The e-mail offers year-by-year U.S. military death totals from all causes — operations, illness, accidents, suicides, etc. — from 1980 through 2006.
The data supposedly were taken from a periodically updated Congressional Research Service report on the subject, which in turn is based on statistics compiled by the Pentagon’s Defense Manpower and Data Center.
There’s just one problem: The figures listed in the email are wrong. They vary markedly from the figures published in the cited CRS source document.
But some simple math using the figures listed on page 7 of the CRS report reveals that the figures for several of the years under Clinton are inflated, while figures for some of the years under Bush are downplayed.
Snopes has also debunked the military deaths email as well.
Yes, it appears WND used this false spam email as the basis for its own article, despite touting the work as "a WND investigation."
WND's main contribution appears to be using correct fatality numbers to arrive at its conclusion.
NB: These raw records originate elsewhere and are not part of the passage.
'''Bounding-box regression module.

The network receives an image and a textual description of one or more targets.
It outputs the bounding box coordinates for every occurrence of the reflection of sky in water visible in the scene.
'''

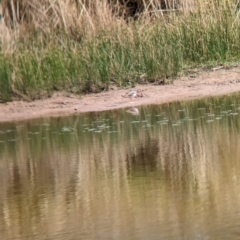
[0,96,240,239]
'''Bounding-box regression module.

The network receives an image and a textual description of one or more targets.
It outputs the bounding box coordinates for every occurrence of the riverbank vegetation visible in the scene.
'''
[0,0,240,102]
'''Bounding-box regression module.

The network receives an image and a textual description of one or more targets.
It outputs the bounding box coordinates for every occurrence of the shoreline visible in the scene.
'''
[0,66,240,123]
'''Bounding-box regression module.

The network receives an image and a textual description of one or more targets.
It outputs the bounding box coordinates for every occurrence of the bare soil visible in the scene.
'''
[0,66,240,122]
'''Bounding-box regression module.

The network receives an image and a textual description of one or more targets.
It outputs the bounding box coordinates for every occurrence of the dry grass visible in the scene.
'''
[0,0,240,101]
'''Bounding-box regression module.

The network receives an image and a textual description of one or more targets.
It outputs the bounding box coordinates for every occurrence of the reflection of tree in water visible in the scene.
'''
[127,139,159,176]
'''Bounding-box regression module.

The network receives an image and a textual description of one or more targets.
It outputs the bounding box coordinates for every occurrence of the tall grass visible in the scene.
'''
[0,0,240,101]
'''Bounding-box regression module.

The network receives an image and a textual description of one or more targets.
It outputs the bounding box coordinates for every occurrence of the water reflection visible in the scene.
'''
[0,96,240,239]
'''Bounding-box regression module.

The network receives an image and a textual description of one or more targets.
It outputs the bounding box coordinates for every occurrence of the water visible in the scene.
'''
[0,95,240,240]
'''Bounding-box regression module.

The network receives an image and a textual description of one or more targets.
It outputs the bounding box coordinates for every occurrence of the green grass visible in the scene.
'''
[0,5,240,102]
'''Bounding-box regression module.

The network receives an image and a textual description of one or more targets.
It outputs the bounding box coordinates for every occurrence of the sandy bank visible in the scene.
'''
[0,66,240,122]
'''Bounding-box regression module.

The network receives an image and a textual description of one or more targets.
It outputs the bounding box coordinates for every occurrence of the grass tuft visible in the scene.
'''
[0,0,240,102]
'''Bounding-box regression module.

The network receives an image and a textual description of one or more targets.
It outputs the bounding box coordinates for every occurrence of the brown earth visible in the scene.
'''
[0,66,240,122]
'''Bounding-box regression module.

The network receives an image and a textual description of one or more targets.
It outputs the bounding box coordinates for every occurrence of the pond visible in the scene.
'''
[0,95,240,240]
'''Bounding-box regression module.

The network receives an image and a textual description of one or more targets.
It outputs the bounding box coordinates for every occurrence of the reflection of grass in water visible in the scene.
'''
[0,94,240,237]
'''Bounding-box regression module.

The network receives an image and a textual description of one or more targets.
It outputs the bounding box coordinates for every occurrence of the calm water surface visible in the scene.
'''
[0,95,240,240]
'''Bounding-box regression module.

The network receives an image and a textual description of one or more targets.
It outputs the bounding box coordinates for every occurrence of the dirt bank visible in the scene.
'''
[0,66,240,122]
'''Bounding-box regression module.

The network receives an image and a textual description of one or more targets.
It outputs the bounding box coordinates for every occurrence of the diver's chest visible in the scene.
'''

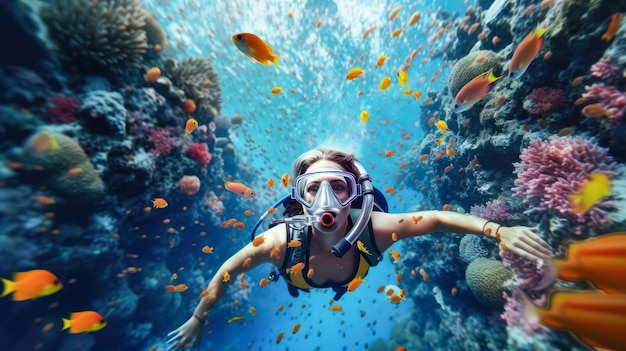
[305,251,356,284]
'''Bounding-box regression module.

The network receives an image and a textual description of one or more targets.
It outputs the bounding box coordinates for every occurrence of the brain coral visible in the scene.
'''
[41,0,154,71]
[448,50,502,96]
[165,58,222,123]
[23,131,104,204]
[465,257,513,309]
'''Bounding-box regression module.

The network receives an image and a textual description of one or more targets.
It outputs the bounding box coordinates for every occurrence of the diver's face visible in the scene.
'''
[303,160,350,229]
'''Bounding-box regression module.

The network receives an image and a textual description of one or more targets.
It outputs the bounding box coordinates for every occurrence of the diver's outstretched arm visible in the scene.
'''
[166,225,286,351]
[372,211,552,261]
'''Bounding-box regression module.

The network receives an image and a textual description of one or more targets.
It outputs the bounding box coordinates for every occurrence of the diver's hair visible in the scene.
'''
[285,148,359,217]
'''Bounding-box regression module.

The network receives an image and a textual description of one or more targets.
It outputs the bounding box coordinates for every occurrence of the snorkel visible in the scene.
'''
[330,160,374,258]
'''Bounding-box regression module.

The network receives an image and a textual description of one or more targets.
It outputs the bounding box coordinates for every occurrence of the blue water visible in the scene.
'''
[0,0,626,351]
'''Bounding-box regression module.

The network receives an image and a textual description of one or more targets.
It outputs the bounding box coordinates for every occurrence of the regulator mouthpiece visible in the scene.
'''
[320,212,335,228]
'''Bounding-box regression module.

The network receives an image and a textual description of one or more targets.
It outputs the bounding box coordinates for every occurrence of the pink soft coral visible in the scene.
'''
[583,83,626,119]
[513,137,615,234]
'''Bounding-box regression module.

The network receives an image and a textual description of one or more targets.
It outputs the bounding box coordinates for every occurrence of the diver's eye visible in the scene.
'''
[333,184,346,193]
But as we detailed, comparing raw fatality numbers, as WND and the spam email did, fails to take in account the total number of military members among which the deaths occured. In fact, the rate of military fatalities was higher in 2005, the latest year for which full fatality statistics were available, than at any other time in the 26-year time frame examined.
Curiously, none of this history is mentioned by WND -- perhaps because while WND corrects the email's faulty numbers, it embraces its faulty premise.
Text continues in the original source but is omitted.